I think it's important to note here that the magnetic field was most likely only responsible for rapidly moving the gun from the owner to the machine. The firing pin went along for the ride and didn't move with respect to the slide while the gun was airborne. The gun coming to a complete and very rapid stop upon impacting the machine wasn't even the problem. What gave us the discharge was the inertia of the firing pin it's self.
Just like in an automobile accident there were multiple impacts. During a simple straight-on collision with a wall the car stops first, then your body hits the seat-belt/steering wheel/etc. and finally your internal organs hit your skeletal structure.
The gun stopped, but the suspended and mysteriously 'unlocked' firing pin continued it's travels until something interrupted it's flight. The spring was first, but it seems the primer was also responsible for stopping the firing pin and thus we had the ND.
Here are three scenarios, all the same, which would fire a chambered round from a 'series 70' O-frame 1911 gun which has no such firing pin safety:
- Hammer released from cocked position in normal firing of the gun
- Gun dropped from a moderate height muzzle first on to a hard surface (cocked or not, safeties engaged or not)
- Gun rapidly yanked from rest in a direction opposite the muzzle (cocked or not, safeties engaged or not)
#1 The hammer imparts a velocity to the firing pin when it smacks it. This transfer of energy takes the firing pin from rest to a high rate of speed in the chamber direction. The firing pin spring tries to resist this motion, but the engineering staff dutifully picked a spring rate that would not interfere with the purpose of pulling the trigger, to fire the round. Therefore the spring only slows the firing pin enough to keep it from puncturing the primer or becoming wedged in the breech face firing pin bore hole. The pin hits the primer and the final few Joules of energy are exhausted when the primer is deformed enough to begin releasing it's chemically stored energy. Now that forward motion of the firing pin has come to a stop the firing pin spring (which transfered kinetic energy into stored spring energy) is free to go back to it's restful, less compressed state such that it moves the firing pin back to it's home position in the slide. The gun awaits your command to fire again!
#2: The gun in it's entirety is in motion. All of it's parts develop kinetic energy . Kinetic energy is directly related to mass and the square of speed. So the faster the parts are moving and the heavier they are, the more energy they store with speed having a much larger effect than mass. As stated above, when the gun hits a hard surface it stops moving. It's kinetic energy is dispersed quickly into what it hits. The nose of the gun deforms where the metal is pushed past it's yield strength, or springs back were the metal isn't pushed past it's bending point. The firing pin slows down as it works against the spring force exerted by the firing pin spring which is trying to keep the firing pin away from the primer. The spring force is a simple constant multiplied the amount the spring is compressed. The more you compress it the more it pushes back. If the inertia in the firing pin is low enough, the spring will 'absorb' the firing pins energy and bring it to a stop in it's forward travel before it taps the primer.

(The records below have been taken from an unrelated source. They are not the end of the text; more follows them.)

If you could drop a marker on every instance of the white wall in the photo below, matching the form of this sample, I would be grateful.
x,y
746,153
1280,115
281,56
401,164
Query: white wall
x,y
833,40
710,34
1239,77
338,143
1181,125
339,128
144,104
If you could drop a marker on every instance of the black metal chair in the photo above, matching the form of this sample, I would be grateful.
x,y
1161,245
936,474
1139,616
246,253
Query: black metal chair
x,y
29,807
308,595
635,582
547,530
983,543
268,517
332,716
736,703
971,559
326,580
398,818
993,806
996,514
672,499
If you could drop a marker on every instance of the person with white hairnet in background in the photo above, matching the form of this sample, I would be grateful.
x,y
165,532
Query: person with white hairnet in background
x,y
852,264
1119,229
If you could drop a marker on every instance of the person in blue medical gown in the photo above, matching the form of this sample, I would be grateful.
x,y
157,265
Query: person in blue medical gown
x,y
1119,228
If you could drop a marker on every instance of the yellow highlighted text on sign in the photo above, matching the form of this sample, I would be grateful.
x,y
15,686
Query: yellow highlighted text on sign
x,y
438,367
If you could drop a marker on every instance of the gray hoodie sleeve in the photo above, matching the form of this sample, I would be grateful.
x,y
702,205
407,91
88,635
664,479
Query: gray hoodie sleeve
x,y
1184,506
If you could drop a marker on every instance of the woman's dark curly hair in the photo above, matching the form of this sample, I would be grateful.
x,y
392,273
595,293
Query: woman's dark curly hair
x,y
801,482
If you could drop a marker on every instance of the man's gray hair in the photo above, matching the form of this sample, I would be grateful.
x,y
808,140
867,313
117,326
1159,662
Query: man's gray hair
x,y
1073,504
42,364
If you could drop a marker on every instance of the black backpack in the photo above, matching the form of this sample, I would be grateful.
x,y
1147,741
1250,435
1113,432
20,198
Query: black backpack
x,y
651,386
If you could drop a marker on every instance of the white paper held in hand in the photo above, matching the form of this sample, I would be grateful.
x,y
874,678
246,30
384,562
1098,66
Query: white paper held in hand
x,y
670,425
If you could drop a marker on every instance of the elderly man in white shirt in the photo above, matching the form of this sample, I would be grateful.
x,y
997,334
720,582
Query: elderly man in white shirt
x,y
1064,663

If not the firing moves just as if it had been hit by the hammer and discharges the round. Hence the series 80 firing pin block. It interferes with forward travel such that instead of relying on a spring to absorb the transfer of energy, the firing pin block takes the impact and disperses it into the slide.
#3 is identical to #2 except in this case the frame of reference has been reversed. The firing pin has yet to begin to move (body at rest remains that way until acted upon by an outside force) while the gun has already begun to zoom off in a direction opposite to the muzzle. The mechanics of this situation are that the moving primer slams into the stationary firing pin. An analogy would be dropping a bullet primer first on to a firing pin anchored in a vise. The newer gun with the series 80 parts would again not go off. The series 80 firing pin stop would bring the firing pin up to speed of the gun as it would impact the stationary firing pin long before the primer could. It would be difficult to make this happen because we need the gun to change it's velocity very rapidly and because it's a lot heavier than the firing pin this is much harder to do.
The most important thing learned here?
The gun in the MRI case would have fired even if it had not been in the cocked-and-locked state! Furthermore, if the hammer had been down the chances would have increased for the ND because the firing pin would be slightly closer to the primer (hammer pushes it in when at rest against the firing pin stop plate). It would have also increased the chances of the ND if the gun had it hammer first as it would have transferred energy into the firing pin just like a set of billiard balls hit from one end knock the one on the other end away from the group.
Moral of these stories: Cocked and locked = safe!